Think politics are lie-filled, money-driven and negative now? Go back a couple of centuries and 38 presidents and ask Andrew Jackson — or, anyway, the rock-star version of Old Hickory portrayed in the Unicorn Theatre's Bloody Bloody Andrew Jackson.
Those wealthy New England Congress fucks would rather tax us and play polo all day than defend the frontier, this Jackson complains in "I'm Not That Guy." The brisk, sharp Bloody Bloody Andrew Jackson doesn't offer the definitive explanation of how its subject becomes that guy — soldier, president, shaper of the young United States. But it makes a vigorous case for the rock musical (something KC has seen a lot of lately), and it won me over from its first number.
Directed by Cynthia Levin, this Unicorn Theatre and UMKC Theatre coproduction of the Tony Award nominee is a comic-book, SNL version of history, squeezed through a Twitter feed. Alex Timbers' book and Michael Friedman's music and lyrics put a satirical spin on the man and his American era, and the issues under hot debate then — states' rights, federal power, the rich versus the common citizen, "foreigners" — don't sound like a past that's past.
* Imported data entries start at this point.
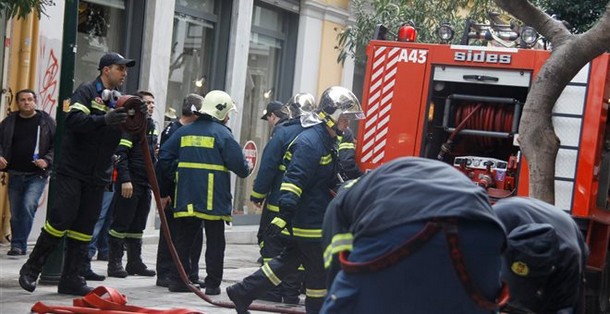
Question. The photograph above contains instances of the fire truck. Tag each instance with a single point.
(462, 104)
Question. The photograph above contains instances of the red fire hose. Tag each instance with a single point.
(136, 124)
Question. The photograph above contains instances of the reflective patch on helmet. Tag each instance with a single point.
(520, 268)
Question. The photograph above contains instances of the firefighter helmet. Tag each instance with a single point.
(337, 101)
(217, 104)
(301, 103)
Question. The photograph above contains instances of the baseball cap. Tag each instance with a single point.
(111, 58)
(272, 107)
In tight, pop-idol jeans, Shea Coffman is the iconoclastic Jackson: slaveholder and sometimes ruthless solder, then politician and, ultimately, the seventh president. He was a candidate — AJ! AJ! AJ! — people "wanted to have a beer with." And despite the one-act, 90-minute show's breakneck pace and abbreviated length, Coffman manages to give this figure — "who put the 'man' in 'Manifest Destiny' " and "made Jefferson look like a pussy," the script says — feelings, even some depth.
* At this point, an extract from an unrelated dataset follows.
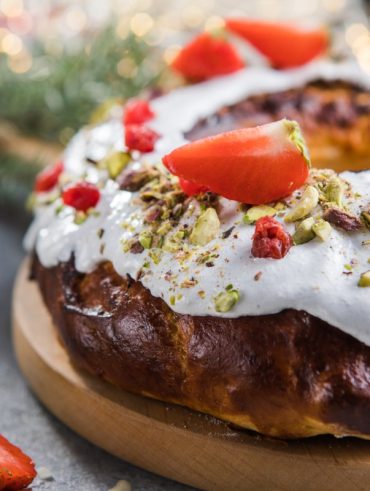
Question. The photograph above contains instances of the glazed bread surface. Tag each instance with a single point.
(285, 375)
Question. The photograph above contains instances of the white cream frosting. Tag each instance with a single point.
(312, 277)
That in-your-face tone fits a Jackson who grew up humble to become a hot-tempered and duel-prone man who often ignored orders and the rule of law. But this show isn't all anger and punk. It depicts a complicated political figure destined to have a major impact on this country's course and character. It's irreverent, but its bite is leavened by style and humor, thanks in part to Christina Burton's spirited choreography. (And it's not all irreverence. I can still hear Chioma Anyanwu's voice in "Ten Little Indians," a touching number that points to Jackson's devastating policy toward Native Americans.)
The show and its capable cast of 12 use the entire stage, anchored by facades of a log cabin and the White House (rendered askew, distorted as in a dream, by set designer Matthew Mott). A four-piece band, led by Cody Wyoming (with music direction by Jeremy Watson), sits upstage and is incorporated in the performance, and cast members Vi Tran, Matthew Rapport, Sam Wright and Jacob Aaron Cullum sometimes play as well.
The talented Katie Karel is the long-suffering Rachel, the love of Jackson's life. They meet when he's recuperating from a wound, and their lustful bloodletting is a funny, if obvious, metaphor for his life.
Humorous anachronisms pervade the show — an Oval Office telephone, video games, groupies and hangers-on. But that's part of why this offbeat musical works as well as it does — it's a maverick about a maverick.
So if you're tired of current political discourse, there's something temporarily curative about watching a commander in chief ride the presidential desk like a skateboard and drop some musical f-bombs.